I was working as a Senior Engineer on an e-commerce related project with a team of 10 people and the CTO of the project asked me if I would accept a promotion to Head of Development and showed me the challenges I would face in the short/medium term.
Why me? — I asked, and the answer was short: because you are the one who is always suggesting new things, trying to improve the quality of the project and you have the necessary technical knowledge for the job. And it was true. I was always trying to change people’s mindsets to use best practices instead of doing things the way they always did. So, with the promotion I thought I might have the opportunity to improve the company’s practices and also the quality of our project and I accepted.
I do not regret it. I had the opportunity to learn so many things that if I had stayed on the technical path, I would not have known about them.

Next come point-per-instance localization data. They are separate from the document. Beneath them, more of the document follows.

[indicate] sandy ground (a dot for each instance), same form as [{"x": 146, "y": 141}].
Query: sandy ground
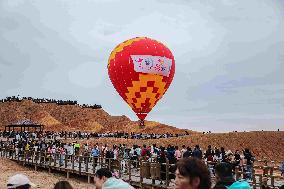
[{"x": 42, "y": 179}]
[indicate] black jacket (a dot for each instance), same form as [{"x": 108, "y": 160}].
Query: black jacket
[{"x": 223, "y": 183}]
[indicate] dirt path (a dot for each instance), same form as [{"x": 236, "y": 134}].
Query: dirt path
[{"x": 42, "y": 179}]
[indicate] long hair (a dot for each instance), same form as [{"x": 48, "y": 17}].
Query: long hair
[{"x": 192, "y": 168}]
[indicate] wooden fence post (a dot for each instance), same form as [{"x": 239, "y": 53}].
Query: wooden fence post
[{"x": 167, "y": 172}]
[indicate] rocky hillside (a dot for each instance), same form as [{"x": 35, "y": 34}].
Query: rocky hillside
[{"x": 74, "y": 117}]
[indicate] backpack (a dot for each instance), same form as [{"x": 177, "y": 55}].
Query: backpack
[
  {"x": 239, "y": 185},
  {"x": 282, "y": 167},
  {"x": 109, "y": 154}
]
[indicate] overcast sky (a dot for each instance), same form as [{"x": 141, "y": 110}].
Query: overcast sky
[{"x": 229, "y": 56}]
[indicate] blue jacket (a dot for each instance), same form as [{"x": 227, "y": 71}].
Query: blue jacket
[{"x": 95, "y": 152}]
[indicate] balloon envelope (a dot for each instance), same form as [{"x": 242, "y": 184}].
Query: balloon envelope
[{"x": 141, "y": 70}]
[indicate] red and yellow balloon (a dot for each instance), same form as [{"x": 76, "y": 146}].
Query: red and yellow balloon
[{"x": 141, "y": 70}]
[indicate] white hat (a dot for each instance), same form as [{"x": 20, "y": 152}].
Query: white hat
[{"x": 18, "y": 180}]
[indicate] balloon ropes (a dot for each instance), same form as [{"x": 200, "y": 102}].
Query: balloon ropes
[{"x": 141, "y": 70}]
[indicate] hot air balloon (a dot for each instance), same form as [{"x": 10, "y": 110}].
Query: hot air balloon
[{"x": 141, "y": 70}]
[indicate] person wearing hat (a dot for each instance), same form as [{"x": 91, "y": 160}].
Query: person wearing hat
[
  {"x": 19, "y": 181},
  {"x": 225, "y": 179}
]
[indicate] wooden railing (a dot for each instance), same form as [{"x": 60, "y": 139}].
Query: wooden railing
[{"x": 139, "y": 173}]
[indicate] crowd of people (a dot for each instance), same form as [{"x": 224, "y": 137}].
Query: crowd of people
[
  {"x": 190, "y": 173},
  {"x": 49, "y": 143},
  {"x": 86, "y": 135},
  {"x": 46, "y": 100},
  {"x": 193, "y": 166}
]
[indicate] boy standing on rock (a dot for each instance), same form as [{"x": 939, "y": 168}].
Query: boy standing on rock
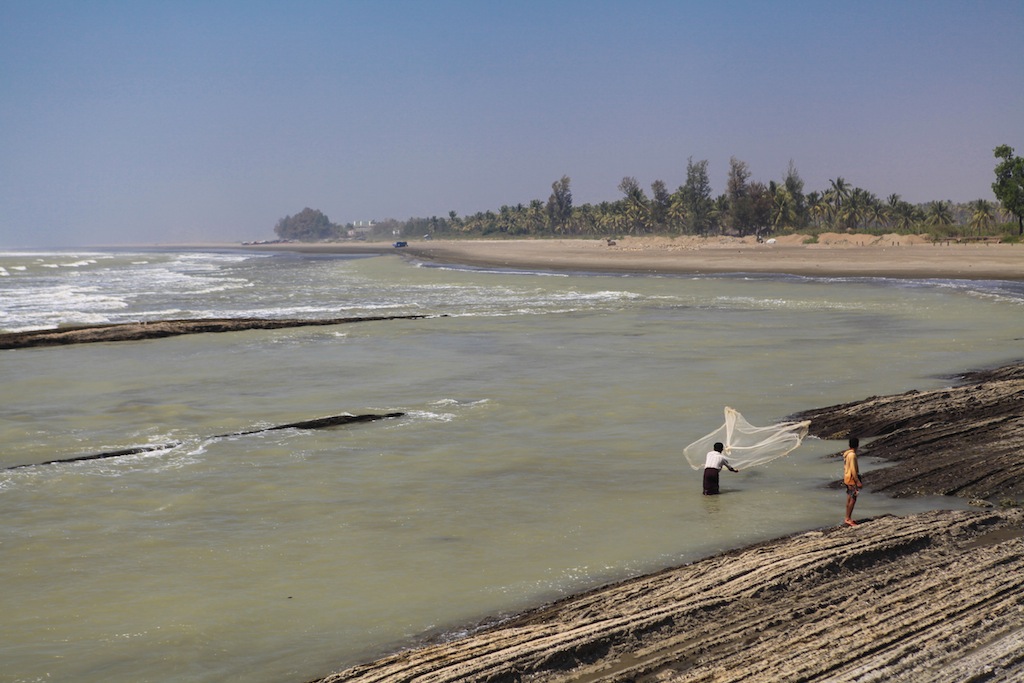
[{"x": 851, "y": 477}]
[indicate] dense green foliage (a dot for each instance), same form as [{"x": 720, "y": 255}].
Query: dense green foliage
[
  {"x": 1009, "y": 185},
  {"x": 307, "y": 225},
  {"x": 747, "y": 208}
]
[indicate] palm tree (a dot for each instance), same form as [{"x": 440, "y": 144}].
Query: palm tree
[
  {"x": 981, "y": 215},
  {"x": 837, "y": 197},
  {"x": 939, "y": 213}
]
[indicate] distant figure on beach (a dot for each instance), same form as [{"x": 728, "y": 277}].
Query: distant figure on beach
[
  {"x": 851, "y": 477},
  {"x": 713, "y": 465}
]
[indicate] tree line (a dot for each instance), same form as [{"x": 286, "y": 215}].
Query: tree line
[{"x": 745, "y": 208}]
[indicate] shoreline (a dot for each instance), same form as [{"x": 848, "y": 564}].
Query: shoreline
[
  {"x": 930, "y": 597},
  {"x": 833, "y": 255}
]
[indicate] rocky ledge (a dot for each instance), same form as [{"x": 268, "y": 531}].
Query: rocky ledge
[{"x": 159, "y": 329}]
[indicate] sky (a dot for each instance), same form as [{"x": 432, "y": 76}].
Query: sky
[{"x": 141, "y": 122}]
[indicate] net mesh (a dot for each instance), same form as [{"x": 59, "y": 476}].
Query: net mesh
[{"x": 747, "y": 445}]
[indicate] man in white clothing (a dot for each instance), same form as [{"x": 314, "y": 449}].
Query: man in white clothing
[{"x": 713, "y": 465}]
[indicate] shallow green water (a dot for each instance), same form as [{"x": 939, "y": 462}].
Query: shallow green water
[{"x": 540, "y": 455}]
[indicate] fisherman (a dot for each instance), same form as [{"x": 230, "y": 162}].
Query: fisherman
[{"x": 713, "y": 465}]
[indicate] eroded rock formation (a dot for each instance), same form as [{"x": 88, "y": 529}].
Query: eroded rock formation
[{"x": 158, "y": 329}]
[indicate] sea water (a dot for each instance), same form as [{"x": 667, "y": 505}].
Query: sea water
[{"x": 540, "y": 453}]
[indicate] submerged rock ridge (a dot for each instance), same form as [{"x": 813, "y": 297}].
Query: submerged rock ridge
[
  {"x": 317, "y": 423},
  {"x": 965, "y": 440},
  {"x": 159, "y": 329},
  {"x": 933, "y": 597}
]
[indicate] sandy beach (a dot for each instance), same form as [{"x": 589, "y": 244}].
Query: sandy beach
[{"x": 830, "y": 255}]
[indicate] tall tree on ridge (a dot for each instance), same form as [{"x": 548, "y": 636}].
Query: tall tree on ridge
[
  {"x": 560, "y": 205},
  {"x": 738, "y": 193},
  {"x": 1009, "y": 185},
  {"x": 637, "y": 209}
]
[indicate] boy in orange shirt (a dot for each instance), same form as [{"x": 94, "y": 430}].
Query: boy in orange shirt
[{"x": 851, "y": 477}]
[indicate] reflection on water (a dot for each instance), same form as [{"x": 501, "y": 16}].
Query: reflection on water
[{"x": 541, "y": 452}]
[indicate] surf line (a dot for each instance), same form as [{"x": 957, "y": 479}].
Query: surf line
[{"x": 317, "y": 423}]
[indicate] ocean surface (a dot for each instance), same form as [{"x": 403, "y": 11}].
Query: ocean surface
[{"x": 540, "y": 455}]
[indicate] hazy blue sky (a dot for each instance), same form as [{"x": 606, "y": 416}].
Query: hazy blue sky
[{"x": 139, "y": 122}]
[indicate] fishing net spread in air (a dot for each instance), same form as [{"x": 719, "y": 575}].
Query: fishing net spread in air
[{"x": 747, "y": 445}]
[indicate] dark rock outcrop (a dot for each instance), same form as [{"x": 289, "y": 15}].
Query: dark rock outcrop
[
  {"x": 159, "y": 329},
  {"x": 318, "y": 423},
  {"x": 967, "y": 439}
]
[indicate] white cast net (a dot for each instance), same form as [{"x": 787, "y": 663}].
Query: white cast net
[{"x": 747, "y": 445}]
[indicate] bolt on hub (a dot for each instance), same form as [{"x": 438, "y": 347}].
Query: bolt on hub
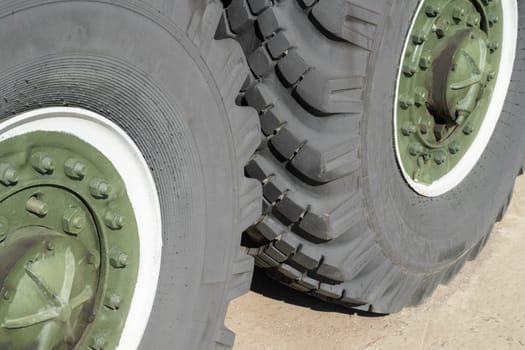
[{"x": 448, "y": 74}]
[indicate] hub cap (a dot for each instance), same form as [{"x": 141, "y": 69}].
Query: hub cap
[
  {"x": 70, "y": 237},
  {"x": 457, "y": 54}
]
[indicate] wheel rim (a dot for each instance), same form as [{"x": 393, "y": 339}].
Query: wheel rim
[
  {"x": 77, "y": 202},
  {"x": 454, "y": 74}
]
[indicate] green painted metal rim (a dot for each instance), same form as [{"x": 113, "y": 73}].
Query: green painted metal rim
[
  {"x": 448, "y": 73},
  {"x": 69, "y": 244}
]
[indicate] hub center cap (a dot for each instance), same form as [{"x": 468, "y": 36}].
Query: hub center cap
[
  {"x": 58, "y": 279},
  {"x": 451, "y": 70}
]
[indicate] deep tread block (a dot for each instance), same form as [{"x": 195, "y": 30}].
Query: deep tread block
[
  {"x": 292, "y": 68},
  {"x": 239, "y": 16},
  {"x": 260, "y": 62},
  {"x": 345, "y": 20}
]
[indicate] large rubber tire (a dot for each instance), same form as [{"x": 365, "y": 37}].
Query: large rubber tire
[
  {"x": 340, "y": 222},
  {"x": 154, "y": 69}
]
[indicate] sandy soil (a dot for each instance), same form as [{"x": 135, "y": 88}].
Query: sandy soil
[{"x": 482, "y": 308}]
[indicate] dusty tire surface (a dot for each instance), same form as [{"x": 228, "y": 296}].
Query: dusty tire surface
[
  {"x": 340, "y": 222},
  {"x": 155, "y": 69}
]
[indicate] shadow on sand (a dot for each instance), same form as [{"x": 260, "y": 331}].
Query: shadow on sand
[{"x": 264, "y": 285}]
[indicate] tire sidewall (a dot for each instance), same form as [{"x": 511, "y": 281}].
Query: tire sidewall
[
  {"x": 420, "y": 233},
  {"x": 141, "y": 72}
]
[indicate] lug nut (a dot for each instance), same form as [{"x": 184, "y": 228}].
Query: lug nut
[
  {"x": 415, "y": 148},
  {"x": 50, "y": 245},
  {"x": 409, "y": 70},
  {"x": 440, "y": 158},
  {"x": 405, "y": 102},
  {"x": 493, "y": 46},
  {"x": 73, "y": 221},
  {"x": 6, "y": 293},
  {"x": 113, "y": 220},
  {"x": 43, "y": 163},
  {"x": 426, "y": 60},
  {"x": 37, "y": 207},
  {"x": 4, "y": 228},
  {"x": 118, "y": 259},
  {"x": 113, "y": 301},
  {"x": 421, "y": 97},
  {"x": 473, "y": 20},
  {"x": 468, "y": 129},
  {"x": 75, "y": 169},
  {"x": 93, "y": 259},
  {"x": 493, "y": 19},
  {"x": 8, "y": 175},
  {"x": 98, "y": 343},
  {"x": 454, "y": 147},
  {"x": 432, "y": 11},
  {"x": 458, "y": 13},
  {"x": 408, "y": 128},
  {"x": 99, "y": 188}
]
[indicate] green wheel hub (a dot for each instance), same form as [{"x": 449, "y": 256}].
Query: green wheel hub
[
  {"x": 446, "y": 84},
  {"x": 69, "y": 245}
]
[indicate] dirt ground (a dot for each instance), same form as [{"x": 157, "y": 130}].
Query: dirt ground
[{"x": 482, "y": 308}]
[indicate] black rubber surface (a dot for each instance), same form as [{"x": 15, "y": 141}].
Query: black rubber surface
[
  {"x": 340, "y": 223},
  {"x": 154, "y": 68}
]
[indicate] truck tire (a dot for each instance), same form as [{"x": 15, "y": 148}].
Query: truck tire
[
  {"x": 353, "y": 211},
  {"x": 122, "y": 175}
]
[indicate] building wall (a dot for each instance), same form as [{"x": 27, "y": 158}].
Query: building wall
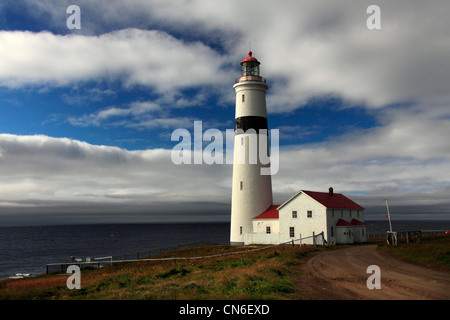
[
  {"x": 321, "y": 220},
  {"x": 303, "y": 224},
  {"x": 260, "y": 225}
]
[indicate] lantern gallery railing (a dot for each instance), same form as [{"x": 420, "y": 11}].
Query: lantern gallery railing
[{"x": 250, "y": 78}]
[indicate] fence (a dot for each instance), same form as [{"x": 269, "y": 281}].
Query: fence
[{"x": 126, "y": 257}]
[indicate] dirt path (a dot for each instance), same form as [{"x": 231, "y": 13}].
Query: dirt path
[{"x": 342, "y": 274}]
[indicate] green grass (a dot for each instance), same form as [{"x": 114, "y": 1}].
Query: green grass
[{"x": 265, "y": 274}]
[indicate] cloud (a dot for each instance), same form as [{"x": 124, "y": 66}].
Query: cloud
[
  {"x": 307, "y": 48},
  {"x": 60, "y": 175},
  {"x": 138, "y": 57}
]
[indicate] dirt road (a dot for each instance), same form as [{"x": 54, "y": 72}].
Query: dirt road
[{"x": 342, "y": 274}]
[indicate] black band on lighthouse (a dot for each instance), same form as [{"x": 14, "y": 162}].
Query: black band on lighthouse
[{"x": 250, "y": 122}]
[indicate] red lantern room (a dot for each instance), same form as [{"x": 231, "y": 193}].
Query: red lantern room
[{"x": 250, "y": 66}]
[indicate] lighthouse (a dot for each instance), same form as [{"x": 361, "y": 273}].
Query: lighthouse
[{"x": 251, "y": 190}]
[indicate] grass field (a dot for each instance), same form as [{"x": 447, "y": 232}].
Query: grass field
[
  {"x": 432, "y": 251},
  {"x": 264, "y": 274}
]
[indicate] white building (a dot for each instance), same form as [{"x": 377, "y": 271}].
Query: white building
[
  {"x": 254, "y": 218},
  {"x": 307, "y": 213}
]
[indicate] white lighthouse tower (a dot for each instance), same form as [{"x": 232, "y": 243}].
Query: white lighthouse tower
[{"x": 251, "y": 191}]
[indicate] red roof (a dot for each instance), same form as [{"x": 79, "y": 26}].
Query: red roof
[
  {"x": 358, "y": 223},
  {"x": 270, "y": 213},
  {"x": 333, "y": 200},
  {"x": 250, "y": 58},
  {"x": 343, "y": 223}
]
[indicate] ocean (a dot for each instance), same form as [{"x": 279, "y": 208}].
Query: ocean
[{"x": 29, "y": 249}]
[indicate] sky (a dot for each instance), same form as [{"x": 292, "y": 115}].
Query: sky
[{"x": 87, "y": 115}]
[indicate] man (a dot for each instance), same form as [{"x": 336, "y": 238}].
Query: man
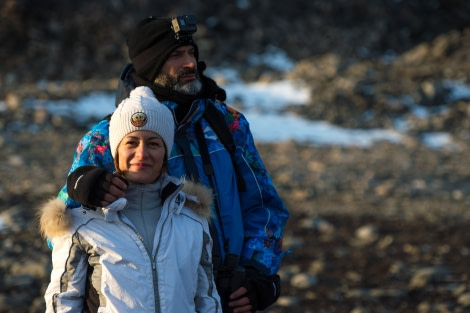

For almost 2 years I reported to the CEO of the project and I had to deal with a guy without technical knowledge and manage to make him understand why we had to implement unit tests in a project and we need to have space in the roadmap for that. I’m not writing this in a bad way. I thank him for the challenge that these 2 years of work have given me because they have made me improve my skills, especially my social and communication skills. During that time, I recruited people, fired people, managed the international technology budget (tech tools used in different offices around the world) and proposed roadmaps among other things, and still found time to code. The teams I had were great (we all think our teams are great!), they support me in everything but I start to get tired of the role because every week I have less time to code and I don’t like to do the other things, such as performance reviews and budget management.
I got an offer to take on a manager role with just one team, and I thought I would have more time to code, so I took it. I was so wrong…
Moved to a new company, started to understand the business and technology stack, networking, still roadmaps and capacity plans to do, performance reviews and feedbacks. After a year and a half, I decided that enough was enough and I decided to look for something technically.